AFP par Damien Stroka
Ciel clair, mercure frôlant le zéro mais un paysage d’herbe et de sapins où l’on cherche désespérément du blanc : en cette matinée de la fin février, en pleines vacances scolaires, point de neige dans cette station de moyenne montagne (ses 40 km de pistes s’étirent de 900 à 1.400 mètres) du Haut-Doubs, à un jet de pierre de la Suisse. Les derniers flocons remontent à la mi-février. Au bas de la station, les reliquats de neige ont été savamment conservés pour former une piste bordée de verdure sur laquelle s’essaient des enfants et des adolescents débutants. “On jongle avec les aléas météo (…) tout en maintenant du ski jusqu’à maintenant”, explique le directeur Sylvain Philippe. Une situation tout sauf inédite pour la plus grande station du massif qui, comme toutes ses homologues de moyenne montagne, Vosges ou Massif Central, subit de plein fouet le réchauffement climatique.
"Deuil" et "renoncement"
Dans un récent rapport, la Cour des comptes a épinglé le modèle économique global du ski français, peu préparé à affronter le défi climatique. Un document fraîchement accueilli par beaucoup de stations mais qui délivre un satisfecit à Métabief pour sa démarche “assez avancée” sur la transition. Une prise de conscience qui remonte à 2016, lorsqu’un investissement de 24 millions d’euros du conseil départemental, destiné notamment à la restructuration des remontées mécaniques, apparaît, à la lumière des dernières données climatologiques, impossible à amortir, explique Philippe Alpy, président du Syndicat mixte du Mont d’Or (SMMO), qui gère Métabief.

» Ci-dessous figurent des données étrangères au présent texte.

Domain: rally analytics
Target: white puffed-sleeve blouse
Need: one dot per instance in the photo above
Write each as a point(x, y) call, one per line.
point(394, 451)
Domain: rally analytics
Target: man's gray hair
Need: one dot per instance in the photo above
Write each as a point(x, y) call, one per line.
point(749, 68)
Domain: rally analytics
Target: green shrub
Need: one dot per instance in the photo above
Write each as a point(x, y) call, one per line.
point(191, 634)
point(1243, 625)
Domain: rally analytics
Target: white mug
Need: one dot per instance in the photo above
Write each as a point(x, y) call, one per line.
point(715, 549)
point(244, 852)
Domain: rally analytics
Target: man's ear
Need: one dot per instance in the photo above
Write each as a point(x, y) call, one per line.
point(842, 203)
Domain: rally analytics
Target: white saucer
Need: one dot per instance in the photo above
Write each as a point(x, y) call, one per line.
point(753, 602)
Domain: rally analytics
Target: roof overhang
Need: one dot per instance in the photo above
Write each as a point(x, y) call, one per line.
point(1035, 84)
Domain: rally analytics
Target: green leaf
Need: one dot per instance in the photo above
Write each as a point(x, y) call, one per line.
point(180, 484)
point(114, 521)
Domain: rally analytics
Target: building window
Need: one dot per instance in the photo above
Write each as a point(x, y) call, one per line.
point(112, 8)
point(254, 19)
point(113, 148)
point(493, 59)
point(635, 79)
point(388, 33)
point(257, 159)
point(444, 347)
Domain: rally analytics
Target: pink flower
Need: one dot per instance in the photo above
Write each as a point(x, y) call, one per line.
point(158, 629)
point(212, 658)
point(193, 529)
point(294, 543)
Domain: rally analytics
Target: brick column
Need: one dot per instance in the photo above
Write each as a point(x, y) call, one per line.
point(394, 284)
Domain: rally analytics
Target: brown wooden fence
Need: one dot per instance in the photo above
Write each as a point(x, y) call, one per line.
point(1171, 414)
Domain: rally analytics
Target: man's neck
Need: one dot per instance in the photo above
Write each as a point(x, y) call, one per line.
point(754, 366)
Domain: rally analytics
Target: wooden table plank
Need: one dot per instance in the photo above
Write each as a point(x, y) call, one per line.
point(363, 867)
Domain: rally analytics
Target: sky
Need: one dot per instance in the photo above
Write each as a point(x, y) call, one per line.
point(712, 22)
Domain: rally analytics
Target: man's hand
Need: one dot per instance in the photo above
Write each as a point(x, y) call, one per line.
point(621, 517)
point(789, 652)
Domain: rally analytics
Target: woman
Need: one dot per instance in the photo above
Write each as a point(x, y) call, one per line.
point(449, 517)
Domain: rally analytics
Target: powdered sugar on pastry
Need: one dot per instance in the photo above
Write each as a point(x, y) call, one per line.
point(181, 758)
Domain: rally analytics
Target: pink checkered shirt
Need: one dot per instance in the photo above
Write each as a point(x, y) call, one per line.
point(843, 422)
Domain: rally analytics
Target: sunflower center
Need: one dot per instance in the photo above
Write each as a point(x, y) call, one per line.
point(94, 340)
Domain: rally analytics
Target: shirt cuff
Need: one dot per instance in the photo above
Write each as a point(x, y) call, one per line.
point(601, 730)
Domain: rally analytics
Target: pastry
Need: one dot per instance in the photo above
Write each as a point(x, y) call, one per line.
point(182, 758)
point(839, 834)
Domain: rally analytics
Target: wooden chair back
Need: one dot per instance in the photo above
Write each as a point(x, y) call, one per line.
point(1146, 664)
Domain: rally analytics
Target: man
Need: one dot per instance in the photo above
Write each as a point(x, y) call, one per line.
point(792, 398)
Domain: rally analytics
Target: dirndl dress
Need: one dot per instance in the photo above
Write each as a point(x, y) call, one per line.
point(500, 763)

L’élu se souvient d’une réunion la même année à Mouthe (Doubs), l’un des villages les plus froids de France : un météorologue avait expliqué aux élus locaux “qu’en 2050”, leur territoire serait “à la latitude de Montpellier…” Une étude “ClimSnow” estime quant à elle la viabilité du ski alpin à Métabief en 2050 “à zéro”. En 2020, le SMMO acte la fin du ski alpin à l’horizon 2030-2035. Une onde de choc dans un territoire biberonné depuis des décennies à la neige et au ski : en haute saison, Métabief emploie environ 130 personnes, sans compter les activités annexes (restauration, logement…)
“Il a fallu préparer un terrain au renoncement” et au “deuil”, résume M. Alpy. Les investissements sont alors réduits au strict nécessaire, la station opte pour des solutions alternatives d’entretien des remontées mécaniques. En parallèle, Métabief, qui entend poursuivre l’activité ski tant qu’elle sera possible, s’oriente vers le “quatre saisons” et réalise des investissements ciblés pour des activités à l’année, comme une luge sur rail. “Chaque investissement, chaque orientation est pesée”, insiste Sylvain Philippe.
"Master Plan"
Cheffe de projet “Transition touristique” pour le Haut-Doubs, Claire Leboisselier met depuis deux ans en musique la réflexion autour de la mue de Métabief en aidant les acteurs locaux – élus, privés, associatifs… – “à coopérer” et “à imaginer quelles pourraient être les solutions de demain sur ce territoire” pour “y maintenir le tourisme”, économiquement vital pour le Haut-Doubs, une fois que le ski sera fini. L’objectif, c’est de transformer une station de ski en “station de montagne”, prolonge M. Alpy. Métabief a longtemps “fait le territoire”, désormais “c’est le territoire qui doit faire la station”.
Une réflexion au long cours qui va déboucher au premier semestre 2024 sur un “Master Plan” proposant des solutions et des orientations pour les années à venir : “des activités qu’on va particulièrement appuyer, aider”, d’autres auxquelles il faudra renoncer, explique Mme Leboisselier.
Alors, Métabief, modèle pour les autres stations ? “Beaucoup de territoires nous sollicitent”, reconnaît Philippe Alpy. Pour autant, la station n’a pas “la prétention d’avoir une solution concrète, à la limite peut-être une méthode de co-construction, de dynamique de territoire”, estime Sylvain Philippe.
“On a été les premiers” à dire les choses “publiquement”, “on est un peu présentés comme pionniers”, analyse-t-il. Mais les solutions applicables à Métabief ne pourront “en aucun cas” être plaquées “à une autre station (…) Chaque territoire aura sa propre démarche à faire”.